At the same time, he said, the company used the opportunity to develop and test a subscription service for its products. The service launched mid-May with three boxes of various products. Now the service offers pre-built or customized boxes. Offered at a discount, the service is a good source of predictable revenue, he said. Common Wealth now has about 75 customers with standing orders.

“It’s a relatively modest number of people, but it’s proof of concept,” he said. “We’ll prioritize that going forward” on the retail side of the business.

Noting that there’s no “one size fits all” digital strategy, Brooks said it’s important for companies that are experimenting with e-commerce to figure out what their messaging is and how to communicate how they serve consumers.

“Pay close attention to the tone of your audience and what they’re looking for from you, and be ready to shift your messaging,” he said.

Small proprietors in particular, he said, have a message about being local and family-owned.

“You have to build that loyalty from your product and from your message,” he said. “There’s a percentage of people interested in supporting small and family businesses.” Messaging local and family ownership, he said, is important.

What’s the biggest mistake involved in launching an e-commerce strategy?

“Not having a strategy,” said Brooks. “It’s not one of those ‘if you build it they will come’ situations.”

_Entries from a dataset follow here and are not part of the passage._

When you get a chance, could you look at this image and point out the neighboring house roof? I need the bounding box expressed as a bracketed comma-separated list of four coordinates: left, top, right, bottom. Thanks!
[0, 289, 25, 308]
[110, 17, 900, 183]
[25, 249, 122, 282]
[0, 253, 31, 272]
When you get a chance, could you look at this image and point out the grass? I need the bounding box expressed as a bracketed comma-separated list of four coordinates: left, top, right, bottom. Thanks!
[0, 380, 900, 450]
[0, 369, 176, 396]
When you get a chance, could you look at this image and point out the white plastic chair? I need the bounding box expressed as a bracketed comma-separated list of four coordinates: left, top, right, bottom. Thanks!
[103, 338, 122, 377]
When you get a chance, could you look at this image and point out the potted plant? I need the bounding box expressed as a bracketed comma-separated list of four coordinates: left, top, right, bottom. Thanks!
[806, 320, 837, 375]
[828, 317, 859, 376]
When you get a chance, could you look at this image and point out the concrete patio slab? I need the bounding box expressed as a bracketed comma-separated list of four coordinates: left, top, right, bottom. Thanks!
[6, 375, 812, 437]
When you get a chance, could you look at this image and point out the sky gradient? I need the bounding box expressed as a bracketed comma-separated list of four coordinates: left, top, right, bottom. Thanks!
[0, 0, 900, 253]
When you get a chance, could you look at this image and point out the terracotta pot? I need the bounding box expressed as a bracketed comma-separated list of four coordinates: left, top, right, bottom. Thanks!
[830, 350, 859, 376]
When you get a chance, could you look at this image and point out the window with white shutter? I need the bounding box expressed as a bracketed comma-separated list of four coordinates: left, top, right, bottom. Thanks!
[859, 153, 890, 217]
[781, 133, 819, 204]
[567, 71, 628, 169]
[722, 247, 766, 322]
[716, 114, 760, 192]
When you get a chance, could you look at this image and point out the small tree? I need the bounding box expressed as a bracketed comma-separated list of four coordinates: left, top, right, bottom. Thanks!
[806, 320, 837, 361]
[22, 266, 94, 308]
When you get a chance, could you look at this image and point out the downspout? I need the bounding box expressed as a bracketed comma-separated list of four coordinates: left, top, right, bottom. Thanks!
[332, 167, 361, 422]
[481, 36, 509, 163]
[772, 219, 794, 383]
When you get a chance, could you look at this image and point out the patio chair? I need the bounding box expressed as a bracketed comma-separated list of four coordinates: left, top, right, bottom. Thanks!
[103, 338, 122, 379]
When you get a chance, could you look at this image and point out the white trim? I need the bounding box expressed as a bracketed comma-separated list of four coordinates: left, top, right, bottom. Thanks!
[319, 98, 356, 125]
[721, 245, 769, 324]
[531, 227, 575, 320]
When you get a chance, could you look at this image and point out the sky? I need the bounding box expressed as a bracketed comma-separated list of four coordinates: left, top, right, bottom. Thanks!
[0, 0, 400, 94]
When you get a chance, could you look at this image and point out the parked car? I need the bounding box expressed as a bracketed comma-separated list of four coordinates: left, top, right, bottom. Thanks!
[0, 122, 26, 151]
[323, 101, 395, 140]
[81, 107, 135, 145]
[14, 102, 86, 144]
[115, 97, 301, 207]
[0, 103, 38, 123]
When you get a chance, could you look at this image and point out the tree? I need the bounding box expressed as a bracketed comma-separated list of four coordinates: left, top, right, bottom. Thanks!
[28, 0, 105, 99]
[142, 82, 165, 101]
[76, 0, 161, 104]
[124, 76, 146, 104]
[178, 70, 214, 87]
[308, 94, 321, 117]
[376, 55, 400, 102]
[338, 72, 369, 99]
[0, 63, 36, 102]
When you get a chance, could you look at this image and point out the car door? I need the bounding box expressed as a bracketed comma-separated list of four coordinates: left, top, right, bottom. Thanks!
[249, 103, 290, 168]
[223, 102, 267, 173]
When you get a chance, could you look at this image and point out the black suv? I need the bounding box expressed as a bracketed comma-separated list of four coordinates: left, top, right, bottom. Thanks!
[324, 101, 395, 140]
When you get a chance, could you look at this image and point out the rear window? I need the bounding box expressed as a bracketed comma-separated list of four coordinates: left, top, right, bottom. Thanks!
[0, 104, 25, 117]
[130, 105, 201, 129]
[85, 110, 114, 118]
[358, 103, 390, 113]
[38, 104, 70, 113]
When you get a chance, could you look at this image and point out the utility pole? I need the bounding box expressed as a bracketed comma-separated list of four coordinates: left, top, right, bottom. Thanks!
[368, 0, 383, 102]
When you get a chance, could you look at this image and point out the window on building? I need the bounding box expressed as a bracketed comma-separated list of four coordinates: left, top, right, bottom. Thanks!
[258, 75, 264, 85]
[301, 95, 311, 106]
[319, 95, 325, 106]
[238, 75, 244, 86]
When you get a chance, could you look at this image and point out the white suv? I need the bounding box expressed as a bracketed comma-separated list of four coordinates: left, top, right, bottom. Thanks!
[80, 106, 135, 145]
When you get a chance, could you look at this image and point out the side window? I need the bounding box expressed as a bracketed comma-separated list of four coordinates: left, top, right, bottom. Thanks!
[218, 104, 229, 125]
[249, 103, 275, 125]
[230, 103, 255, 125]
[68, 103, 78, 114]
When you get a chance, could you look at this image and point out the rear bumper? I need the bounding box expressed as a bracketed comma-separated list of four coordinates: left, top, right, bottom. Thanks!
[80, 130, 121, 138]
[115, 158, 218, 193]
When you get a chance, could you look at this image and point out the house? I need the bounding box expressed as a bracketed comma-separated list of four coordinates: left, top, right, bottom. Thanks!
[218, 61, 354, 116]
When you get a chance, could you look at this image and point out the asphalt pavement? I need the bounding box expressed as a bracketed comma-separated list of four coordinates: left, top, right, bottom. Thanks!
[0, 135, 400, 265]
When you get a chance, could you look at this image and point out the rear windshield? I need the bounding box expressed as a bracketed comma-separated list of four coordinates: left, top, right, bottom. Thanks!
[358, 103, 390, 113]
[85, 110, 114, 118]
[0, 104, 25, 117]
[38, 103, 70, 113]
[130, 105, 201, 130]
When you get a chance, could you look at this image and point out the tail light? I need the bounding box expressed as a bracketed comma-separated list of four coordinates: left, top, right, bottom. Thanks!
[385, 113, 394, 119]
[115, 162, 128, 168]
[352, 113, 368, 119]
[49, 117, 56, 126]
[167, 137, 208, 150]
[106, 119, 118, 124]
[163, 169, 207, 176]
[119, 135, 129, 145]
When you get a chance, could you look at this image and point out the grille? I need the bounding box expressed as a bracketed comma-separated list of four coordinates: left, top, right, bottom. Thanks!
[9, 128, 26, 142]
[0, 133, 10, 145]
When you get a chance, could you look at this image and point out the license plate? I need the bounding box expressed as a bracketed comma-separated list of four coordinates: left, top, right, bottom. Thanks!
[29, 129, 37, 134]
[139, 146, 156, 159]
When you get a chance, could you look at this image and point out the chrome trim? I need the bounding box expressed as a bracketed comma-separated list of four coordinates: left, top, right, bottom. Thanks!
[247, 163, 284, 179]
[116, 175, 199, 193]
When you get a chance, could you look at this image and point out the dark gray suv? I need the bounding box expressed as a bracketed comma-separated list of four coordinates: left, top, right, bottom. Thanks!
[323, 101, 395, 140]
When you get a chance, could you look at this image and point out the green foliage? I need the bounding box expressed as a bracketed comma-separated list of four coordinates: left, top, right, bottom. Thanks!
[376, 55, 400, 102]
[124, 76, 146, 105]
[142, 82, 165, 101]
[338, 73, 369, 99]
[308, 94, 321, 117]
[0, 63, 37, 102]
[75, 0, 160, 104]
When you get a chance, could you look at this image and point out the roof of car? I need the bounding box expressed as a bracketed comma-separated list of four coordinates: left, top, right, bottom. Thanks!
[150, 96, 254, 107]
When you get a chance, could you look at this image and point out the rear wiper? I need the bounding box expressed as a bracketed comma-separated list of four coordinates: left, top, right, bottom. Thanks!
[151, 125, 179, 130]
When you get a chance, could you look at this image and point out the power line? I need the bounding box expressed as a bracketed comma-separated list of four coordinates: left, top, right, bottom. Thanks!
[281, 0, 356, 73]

Companies that have never offered e-commerce, he added, can find platforms that are easy to set up; some businesses might be looking to just set up an order form on a website, others might be looking for more expensive solutions. Also key, however, is not to spend the entire digital budget on the platform itself. Investment is also needed in online marketing, he said, in order to drive traffic to the site.

“It’s about pivoting right now,” Brooks continued. “Right now, things are changing day-to-day. It’s important to listen to what your audience needs.”